Tuesday January 17, 2017
Panellists at the Tourism Society’s Prospects event held in London on January 17th commented that 2017 will be ‘a year to remember’, although not all for positive reasons.
The discussion covered a wide range of topics that will impact on inbound and outbound travel, such as exchange rates, VAT, the importance of green credentials, ageing demographics, refreshed products, and the Foreign Office.
The panel was chaired by Noel Josephides (chairman, ABTA) and included Richard Nicholls (Head of Research and Forecasting, VisitBritain), Kurt Janson (Director, Tourism Alliance), Denise Bridges (Managing Director, Albatross Travel) and Derek Moore (Chairman, AITO).
Inbound visits to the UK were predicted to rise by 4% and spending by 8% in 2017. This would generate up to 150,000 new tourism jobs, but there was concern about where the workforce would be found with continuing uncertainty surrounding the movement of workers and Britain’s relationship with the EU. All the panellists agreed that tourism and travel remained good sectors to work in. In addition to the more obvious opportunities for product and marketing roles it was highlighted that there is also a need for accountants, designers and other skills, and with changes ahead in how the UK works with the rest of the world, there are good opportunities for entrepreneurs and start-ups.
On VAT, while the industry would still like to see a reduction the government was now more concerned about its balance of payments. With a weaker pound and record visitor numbers in 2015 and 2016 it was harder to present a strong case for a reduction in VAT, so any movement looked unlikely.
Older customers will be a key market across all sectors, with time available and money to spend. But while they may feel young at heart these clients will need to be realistic about what they can achieve and operators will have to offer itineraries and facilities that reflect this. Refreshed itineraries, including more experiential and unusual elements, will also be more in evidence as customers choose to do more than just visit a destination.
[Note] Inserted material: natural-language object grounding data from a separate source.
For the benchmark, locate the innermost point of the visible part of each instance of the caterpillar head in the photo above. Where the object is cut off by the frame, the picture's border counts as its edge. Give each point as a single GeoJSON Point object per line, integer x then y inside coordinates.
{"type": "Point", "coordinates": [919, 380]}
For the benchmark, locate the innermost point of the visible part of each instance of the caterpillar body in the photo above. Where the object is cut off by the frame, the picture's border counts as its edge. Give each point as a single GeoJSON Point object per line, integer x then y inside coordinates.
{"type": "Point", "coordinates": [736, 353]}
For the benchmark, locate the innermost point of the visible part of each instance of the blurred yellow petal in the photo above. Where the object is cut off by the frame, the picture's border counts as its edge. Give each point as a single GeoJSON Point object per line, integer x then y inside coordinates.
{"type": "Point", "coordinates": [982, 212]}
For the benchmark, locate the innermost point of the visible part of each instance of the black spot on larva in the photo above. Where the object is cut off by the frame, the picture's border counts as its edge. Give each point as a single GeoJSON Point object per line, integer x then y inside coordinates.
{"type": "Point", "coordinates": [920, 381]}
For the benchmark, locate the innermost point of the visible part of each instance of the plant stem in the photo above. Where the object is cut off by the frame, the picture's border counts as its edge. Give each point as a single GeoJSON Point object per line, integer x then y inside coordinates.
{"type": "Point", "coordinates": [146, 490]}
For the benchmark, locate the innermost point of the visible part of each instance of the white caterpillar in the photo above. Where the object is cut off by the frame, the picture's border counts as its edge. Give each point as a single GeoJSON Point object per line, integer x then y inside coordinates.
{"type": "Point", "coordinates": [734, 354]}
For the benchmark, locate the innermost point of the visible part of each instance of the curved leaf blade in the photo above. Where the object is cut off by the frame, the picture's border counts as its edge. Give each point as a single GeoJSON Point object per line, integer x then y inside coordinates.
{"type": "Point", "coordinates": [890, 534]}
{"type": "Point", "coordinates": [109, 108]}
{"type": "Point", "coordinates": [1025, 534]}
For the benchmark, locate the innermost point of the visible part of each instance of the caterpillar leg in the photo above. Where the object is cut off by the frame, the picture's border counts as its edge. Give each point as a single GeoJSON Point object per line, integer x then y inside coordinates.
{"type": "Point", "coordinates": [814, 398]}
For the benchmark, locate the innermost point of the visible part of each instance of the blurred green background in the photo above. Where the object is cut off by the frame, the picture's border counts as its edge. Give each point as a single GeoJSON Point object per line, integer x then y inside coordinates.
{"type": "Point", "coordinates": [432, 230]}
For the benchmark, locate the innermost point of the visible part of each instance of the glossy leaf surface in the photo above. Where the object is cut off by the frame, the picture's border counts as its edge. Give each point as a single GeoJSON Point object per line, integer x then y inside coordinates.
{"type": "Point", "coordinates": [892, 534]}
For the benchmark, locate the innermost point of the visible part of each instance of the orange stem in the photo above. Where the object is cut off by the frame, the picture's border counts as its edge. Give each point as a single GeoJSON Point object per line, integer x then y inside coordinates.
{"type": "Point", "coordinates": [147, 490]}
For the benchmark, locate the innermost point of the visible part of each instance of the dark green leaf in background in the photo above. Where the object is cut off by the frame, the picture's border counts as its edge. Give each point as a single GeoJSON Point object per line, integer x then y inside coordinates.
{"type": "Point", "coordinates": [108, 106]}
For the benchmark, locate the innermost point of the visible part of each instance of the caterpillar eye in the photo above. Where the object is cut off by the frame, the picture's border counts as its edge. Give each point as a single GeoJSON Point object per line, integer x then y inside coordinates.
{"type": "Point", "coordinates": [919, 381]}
Gregory Yeoman, Executive Director at the Tourism Society, commented: “With so much political activity on the horizon it has been a tough job for the speakers to give confident and unqualified predictions this year; the level of debate has been excellent as always, though, and the delegates left with plenty of great insights into what will influence their businesses in the months ahead.”
Prospects 2017 was sponsored by BDRC Continental and The Crown Estate.